Erna Dinklage

Erna Dinklage

Erna Elise Auguste Dinklage-Gilbert (* 19. Juni 1895 in München; † 20. Mai 1991 in Dietramszell) war eine deutsche Malerin und Grafikerin. Sie zählt zu den Vertretern der Kunstrichtungen Neue Sachlichkeit (Frühwerk) und Arte Cifra (Spätwerk).

Inhaltsverzeichnis

Leben

Erna Dinklage wurde am 19. Juni 1895 in München geboren. Nach der Scheidung der Eltern wuchs sie bis zu ihrem 17. Lebensjahr bei ihrer Mutter in Genf und Berlin auf. Anschließend zog sie zu ihrem Vater, Paul Crodel, einem impressionistischer Landschaftsmaler, nach München. Er entdeckte das malerische Talent der Tochter und ermutigte sie zu einem Studium der Malerei an der Kunstakademie in Berlin, die sie jedoch bald wieder verließ, da der Unterricht ihre Begabung eher lähmte als förderte.

Wieder zurück in ihrer Heimatstadt München, lernte sie den Maler Georg Schrimpf kennen, der sie in die Münchener Welt der Kunst einführte und ihr den Weg öffnete, als Mitglied in der Neuen Sezession aufgenommen zu werden.[1] Später wurde sie Mitbegründerin der Münchner Künstlervereinigung „Die Juryfreien“.

1920 heiratete die Malerin Karl Dinklage, und Sohn Gideon wurde geboren. Jetzt entstanden farbenprächtige Gartenbilder und vor allem zahlreiche Porträts wie zum Beispiel das „Dreierportrait“ (1930) (Erna Dinklage, Vater Paul Crodel und Sohn Gideon)[2], das Doppelportrait (1920) von „Oskar Maria Graf und Georg Schrimpf[3] und das Porträt Sohn „Gideon mit Apfel“.[4]

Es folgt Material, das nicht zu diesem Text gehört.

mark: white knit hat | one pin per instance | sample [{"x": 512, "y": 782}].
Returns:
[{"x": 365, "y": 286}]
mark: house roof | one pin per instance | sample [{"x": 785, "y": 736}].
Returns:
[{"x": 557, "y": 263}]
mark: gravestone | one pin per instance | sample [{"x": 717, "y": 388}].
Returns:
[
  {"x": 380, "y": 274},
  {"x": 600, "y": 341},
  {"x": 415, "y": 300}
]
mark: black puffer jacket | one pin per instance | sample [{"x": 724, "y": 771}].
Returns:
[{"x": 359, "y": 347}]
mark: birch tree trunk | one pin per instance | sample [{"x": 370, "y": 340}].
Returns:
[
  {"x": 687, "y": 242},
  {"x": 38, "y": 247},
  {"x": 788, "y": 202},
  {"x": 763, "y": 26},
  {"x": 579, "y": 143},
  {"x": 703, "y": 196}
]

In dieser Schaffensperiode, die ihr Frühwerk umfasst, entwickelte sich die Malerin im Stil der Neuen Sachlichkeit. Nach der Scheidung von Karl Dinklage zog sie sich 1935 aus dem öffentlichen Kunstbetrieb zurück und übersiedelte an den Chiemsee. Dort heiratete sie Friedrich Theodor Gilbert und brachte Sohn Christian und Tochter Helga zur Welt. Die Suche nach neuen Ausdrucksformen für ihre Malerei ließ das Zwischenwerk (1935–1970) entstehen. Exemplarisch für diese Zeitspanne sind die Gemälde „Flucht“ und das Porträt „Max Picard“ sowie die Halbrelief-Arbeiten „Quelle“ und „Lothar-Günther Buchheim mit seiner Frau Diethild“. Alle drei gehörten zum Bekanntenkreis der Künstlerin. Erna Dinklages Leben wurde von mehreren Umzügen gezeichnet. Zunächst zog sie nach Ostpreußen, in die Nähe von Danzig. Hier gingen am Ende des Zweiten Weltkrieges durch den Einmarsch der russischen Armee nahezu alle Werke im Stile der Neuen Sachlichkeit verloren.

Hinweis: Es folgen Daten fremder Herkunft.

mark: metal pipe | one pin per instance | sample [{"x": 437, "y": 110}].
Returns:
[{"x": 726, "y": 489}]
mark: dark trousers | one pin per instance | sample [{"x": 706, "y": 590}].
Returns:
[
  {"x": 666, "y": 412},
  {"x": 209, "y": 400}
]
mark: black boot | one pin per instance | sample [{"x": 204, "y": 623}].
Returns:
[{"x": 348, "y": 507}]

Auch unter Hitlers Diktat der Entarteten Kunst wurden ihre Bilder aus den Museen entfernt und verschwanden. Von den wenigen Arbeiten, die gerettet werden konnten, befinden sich zwei Ölgemälde in der Galerie im Lenbachhaus, München. Nach der Flucht aus Ostpreußen lebte Erna Dinklage in Bayern. Zunächst in Starnberg und Feldafing am Starnberger See, später nahe Landsberg am Lech, und ab 1970 in Ried bei Dietramszell. Hier fand sie die Ruhe und Sicherheit, ihr umfangreiches Spätwerk im Alter von 75 bis 95 Jahren zu schaffen.

Werk

Frühwerk

Neue SachlichkeitMagischer Realismus 1920 bis 1935

Erna Dinklage wurde mit den Malern Joseph Scharl und Rudolf Ernst in eine Reihe gestellt (Hans Eckstein im „Zweijahrbuch der Juryfreien“ München 1929/30.)[5] Auch Wilhelm Hausenstein und andere zeitgenössische Kritiker und Schriftsteller würdigten ihr Werk. Sozialkritische Aussagen, wie sie in den Arbeiten von Otto Dix und Conrad Felixmüller zu finden sind, lagen der Künstlerin fern. Doch auch vom Magischen Realismus, wie der Kunsthistoriker Franz Roh den bukolischen, befriedeten Stil charakterisierte, der in München vorherrschte, setzte sie sich eigenwillig ab.[6]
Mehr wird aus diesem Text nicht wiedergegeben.